The hashtag was in reference to a claim Prime Minister Narendra Modi made during a speech in 2016 when the country was reeling under the chaos of notebandi and the common people were facing unprecedented hardships in withdrawing their own money from the banks.
Speaking at an event then, Modi asked for “mere 50 days” to set things in order, failing which, Modi claimed, he was ready to come to “any square in the country” and face the punishment that the citizens may decide.
The fact is that the immediate chaos the ban on Rs 1,000 and Rs 500 notes unleashed could not be sorted even months after the decision was announced by PM Modi on national TV on November 8, 2016.
To this day, the country’s economy has not recovered from the debilitating blow the ill-conceived decision dealt to it. The informal sector and small industry has been ruined.

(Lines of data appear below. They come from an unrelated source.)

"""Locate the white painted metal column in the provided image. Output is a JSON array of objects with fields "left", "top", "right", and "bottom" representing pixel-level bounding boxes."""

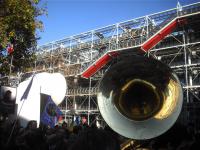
[
  {"left": 65, "top": 97, "right": 68, "bottom": 122},
  {"left": 91, "top": 31, "right": 94, "bottom": 61},
  {"left": 88, "top": 77, "right": 91, "bottom": 125},
  {"left": 183, "top": 32, "right": 189, "bottom": 103},
  {"left": 116, "top": 23, "right": 119, "bottom": 49}
]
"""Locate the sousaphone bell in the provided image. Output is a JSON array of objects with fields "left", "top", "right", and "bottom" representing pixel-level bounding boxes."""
[{"left": 97, "top": 56, "right": 183, "bottom": 140}]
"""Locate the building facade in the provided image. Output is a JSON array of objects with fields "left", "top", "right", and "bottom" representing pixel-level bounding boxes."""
[{"left": 1, "top": 2, "right": 200, "bottom": 128}]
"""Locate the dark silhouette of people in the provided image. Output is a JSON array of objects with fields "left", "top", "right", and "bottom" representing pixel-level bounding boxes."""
[
  {"left": 0, "top": 90, "right": 15, "bottom": 120},
  {"left": 69, "top": 128, "right": 120, "bottom": 150}
]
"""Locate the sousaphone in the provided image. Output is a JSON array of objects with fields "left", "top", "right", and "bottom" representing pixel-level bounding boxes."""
[{"left": 97, "top": 56, "right": 183, "bottom": 140}]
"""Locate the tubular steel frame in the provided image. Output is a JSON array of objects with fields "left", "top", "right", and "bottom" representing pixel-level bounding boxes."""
[{"left": 1, "top": 2, "right": 200, "bottom": 126}]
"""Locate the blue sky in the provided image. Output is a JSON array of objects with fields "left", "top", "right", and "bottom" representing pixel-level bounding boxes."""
[{"left": 37, "top": 0, "right": 200, "bottom": 46}]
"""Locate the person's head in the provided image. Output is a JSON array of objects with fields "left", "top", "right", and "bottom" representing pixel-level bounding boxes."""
[
  {"left": 73, "top": 125, "right": 82, "bottom": 134},
  {"left": 26, "top": 120, "right": 37, "bottom": 129},
  {"left": 3, "top": 90, "right": 12, "bottom": 100},
  {"left": 62, "top": 121, "right": 68, "bottom": 128}
]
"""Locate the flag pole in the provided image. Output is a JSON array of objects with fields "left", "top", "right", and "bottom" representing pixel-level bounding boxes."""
[{"left": 9, "top": 55, "right": 13, "bottom": 80}]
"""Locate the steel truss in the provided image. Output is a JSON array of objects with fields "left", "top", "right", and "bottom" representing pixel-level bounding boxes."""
[{"left": 1, "top": 2, "right": 200, "bottom": 126}]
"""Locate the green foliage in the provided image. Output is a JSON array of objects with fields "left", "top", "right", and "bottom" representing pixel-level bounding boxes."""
[{"left": 0, "top": 0, "right": 46, "bottom": 76}]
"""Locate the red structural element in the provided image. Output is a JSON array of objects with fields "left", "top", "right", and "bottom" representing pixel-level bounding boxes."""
[
  {"left": 141, "top": 18, "right": 187, "bottom": 52},
  {"left": 82, "top": 51, "right": 119, "bottom": 78},
  {"left": 82, "top": 17, "right": 187, "bottom": 78}
]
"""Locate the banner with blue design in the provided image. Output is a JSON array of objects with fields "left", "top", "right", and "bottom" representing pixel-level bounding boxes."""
[{"left": 40, "top": 93, "right": 63, "bottom": 128}]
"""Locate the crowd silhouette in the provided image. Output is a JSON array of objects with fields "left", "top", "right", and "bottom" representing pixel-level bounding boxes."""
[
  {"left": 0, "top": 117, "right": 200, "bottom": 150},
  {"left": 0, "top": 118, "right": 121, "bottom": 150}
]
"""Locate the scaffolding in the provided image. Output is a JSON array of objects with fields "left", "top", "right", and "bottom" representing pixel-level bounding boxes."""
[{"left": 1, "top": 2, "right": 200, "bottom": 126}]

On Friday, people took pot shots at Modi and demanded that the Prime Minister fulfil his promise and come to the square to face the justice. Thye posted videos of how the common people had to brave unending queues for 8-9 hours and lathis of the police to withdraw their own money from the banks. More than 100 people died in the bank queues within a few days of demonetisation. One could not withdraw more than Rs 2,000 from the ATMs.

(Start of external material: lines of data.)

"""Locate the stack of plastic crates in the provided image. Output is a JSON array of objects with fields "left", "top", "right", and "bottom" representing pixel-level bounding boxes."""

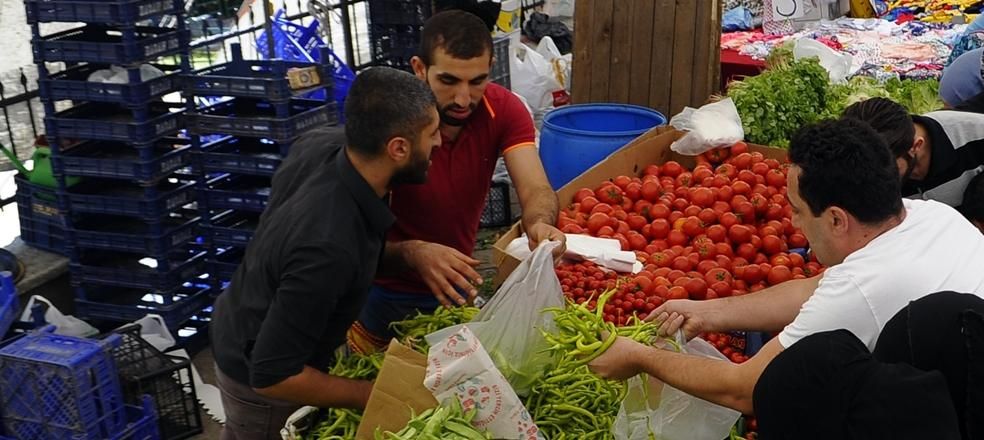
[
  {"left": 367, "top": 0, "right": 433, "bottom": 71},
  {"left": 14, "top": 174, "right": 67, "bottom": 255},
  {"left": 0, "top": 327, "right": 160, "bottom": 439},
  {"left": 184, "top": 42, "right": 338, "bottom": 290},
  {"left": 109, "top": 324, "right": 201, "bottom": 439},
  {"left": 25, "top": 0, "right": 214, "bottom": 341}
]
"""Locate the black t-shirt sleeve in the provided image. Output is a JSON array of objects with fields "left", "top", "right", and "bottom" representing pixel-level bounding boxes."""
[{"left": 247, "top": 242, "right": 355, "bottom": 388}]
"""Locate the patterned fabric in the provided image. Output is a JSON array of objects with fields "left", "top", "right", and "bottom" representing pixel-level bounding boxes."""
[{"left": 948, "top": 31, "right": 984, "bottom": 66}]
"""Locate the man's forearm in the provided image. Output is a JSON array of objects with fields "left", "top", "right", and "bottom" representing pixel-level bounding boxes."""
[
  {"left": 634, "top": 347, "right": 753, "bottom": 414},
  {"left": 254, "top": 366, "right": 373, "bottom": 409},
  {"left": 707, "top": 276, "right": 820, "bottom": 333},
  {"left": 519, "top": 185, "right": 559, "bottom": 230},
  {"left": 379, "top": 240, "right": 421, "bottom": 274}
]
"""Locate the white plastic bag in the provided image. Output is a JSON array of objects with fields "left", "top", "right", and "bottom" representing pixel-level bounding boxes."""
[
  {"left": 535, "top": 36, "right": 572, "bottom": 91},
  {"left": 19, "top": 295, "right": 99, "bottom": 337},
  {"left": 669, "top": 98, "right": 745, "bottom": 156},
  {"left": 424, "top": 326, "right": 540, "bottom": 439},
  {"left": 613, "top": 334, "right": 741, "bottom": 440},
  {"left": 118, "top": 314, "right": 176, "bottom": 352},
  {"left": 510, "top": 43, "right": 564, "bottom": 118},
  {"left": 426, "top": 241, "right": 565, "bottom": 396},
  {"left": 793, "top": 38, "right": 853, "bottom": 84}
]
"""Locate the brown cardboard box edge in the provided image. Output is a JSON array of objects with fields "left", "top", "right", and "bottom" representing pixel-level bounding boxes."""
[
  {"left": 355, "top": 340, "right": 438, "bottom": 439},
  {"left": 492, "top": 127, "right": 788, "bottom": 285}
]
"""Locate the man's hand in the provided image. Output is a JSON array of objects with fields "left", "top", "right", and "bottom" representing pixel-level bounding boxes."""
[
  {"left": 646, "top": 299, "right": 709, "bottom": 341},
  {"left": 587, "top": 334, "right": 648, "bottom": 381},
  {"left": 405, "top": 241, "right": 482, "bottom": 306},
  {"left": 526, "top": 222, "right": 567, "bottom": 258}
]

They also recalled how the government kept changing goalposts as one after another of its stated objectives behind the decision fell flat. It started as a “fight against the black money” and curbing the “parallel economy”, and traversed to “breaking the back of terror funding” to “turning informal sector into formal sector” to “cashless economy” to “less cash economy”.
However, three years after the decision, the country’s Gross Domestic Production (GDP) has come slid down to 5% and joblessness and unemployment are at an all time high. In fact, former prime minister Manmohan Singh, an economist, was almost prophetic in predicting the ill-impact of demonetisation on various sectors, including agriculture and the informal sector and on the overall economy.
He observed that 50 days might be a small period, but for the poor and the deprived, “even 50 days of torture can bring about disastrous effects”.
For more than a year, the Reserve Bank of India (RBI) and the government persistently denied to part with information about how much money it had received back during the demonetisation window, always furnishing the template reply in response to RTI queries and questions in Parliament that the money was “being counted”.
When the figure finally came out, it turned out that about 99.9% of the scrapped currency (which amounted to around 14 crore) had come back to the RBI.
People alo took jibes at Zee News editor Sudheer Chaudhary who floated a rumour during one of his bulletin that the new Rs 2,000 currency notes had a chip in them that could track the notes of they were hoarded in large amount.